Ce billet est la définition : ce que le terme signifie, ce qu'il ne signifie pas, les quatre étapes que toute mise en œuvre comporte, en quoi il diffère du workflow par lots qu'il remplace, et ce qu'il ne résout pas. La partie produit, la façon dont Locize le met en œuvre et les équipes qui travaillent ainsi sont sur la page de localisation continue.
- Définition : une traduction qui s'exécute en parallèle du développement et livre les traductions approuvées à l'application en production sans nouvelle version.
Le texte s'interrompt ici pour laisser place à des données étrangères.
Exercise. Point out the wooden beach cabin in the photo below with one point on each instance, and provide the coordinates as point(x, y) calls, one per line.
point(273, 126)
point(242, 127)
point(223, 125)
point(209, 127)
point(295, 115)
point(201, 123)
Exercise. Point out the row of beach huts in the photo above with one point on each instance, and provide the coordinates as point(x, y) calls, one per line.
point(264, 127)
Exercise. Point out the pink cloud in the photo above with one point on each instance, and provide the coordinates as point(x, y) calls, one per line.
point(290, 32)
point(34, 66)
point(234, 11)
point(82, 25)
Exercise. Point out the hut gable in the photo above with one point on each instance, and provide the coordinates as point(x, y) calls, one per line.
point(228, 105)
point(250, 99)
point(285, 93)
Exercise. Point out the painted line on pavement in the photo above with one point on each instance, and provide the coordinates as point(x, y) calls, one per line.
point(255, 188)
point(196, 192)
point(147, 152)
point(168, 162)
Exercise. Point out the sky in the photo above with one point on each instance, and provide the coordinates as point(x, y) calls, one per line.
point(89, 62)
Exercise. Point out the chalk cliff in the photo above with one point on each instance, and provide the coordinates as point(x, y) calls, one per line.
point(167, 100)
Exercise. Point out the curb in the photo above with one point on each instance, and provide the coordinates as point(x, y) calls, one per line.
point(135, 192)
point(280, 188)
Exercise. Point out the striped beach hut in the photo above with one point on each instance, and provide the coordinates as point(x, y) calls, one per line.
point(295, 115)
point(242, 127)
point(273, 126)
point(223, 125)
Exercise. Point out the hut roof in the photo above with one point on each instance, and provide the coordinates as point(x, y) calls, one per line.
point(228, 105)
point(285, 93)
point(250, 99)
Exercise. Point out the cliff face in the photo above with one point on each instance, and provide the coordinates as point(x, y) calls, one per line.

Continu décrit le flux, pas la politique de qualité.
- Quatre étapes dans toute mise en œuvre : détecter (les chaînes quittent le code automatiquement), traduire (personnes, traduction automatique et IA travaillent pendant que le développement continue), publier (un point de contrôle décide ce qui passe en ligne), livrer (l'application en production récupère les traductions approuvées).
- Par lots ou continu, c'est une question d'où attendent les chaînes : dans un fichier exporté sur le bureau de quelqu'un, ou dans un pipeline qui bouge en permanence.
- Ce que ce n'est pas : une traduction IA sans relecture, un workflow sans fichiers par définition, ou un substitut à la terminologie, à la relecture et aux contrôles qualité. Ces couches sont ce qui rend le continu sûr.
Ce que la localisation continue signifie, et ce qu'elle ne signifie pas
Le mot « continu » est emprunté à dessein à l'intégration continue et à la livraison continue. Dans ces pratiques, le code est intégré et livré par petits incréments, tout le temps, au lieu de gros lots avec un gel avant chacun. La localisation continue applique la même idée à la traduction : l'unité de travail est la chaîne, pas la version, et le pipeline fait passer les chaînes du code aux traducteurs puis aux utilisateurs sans attendre une coupure.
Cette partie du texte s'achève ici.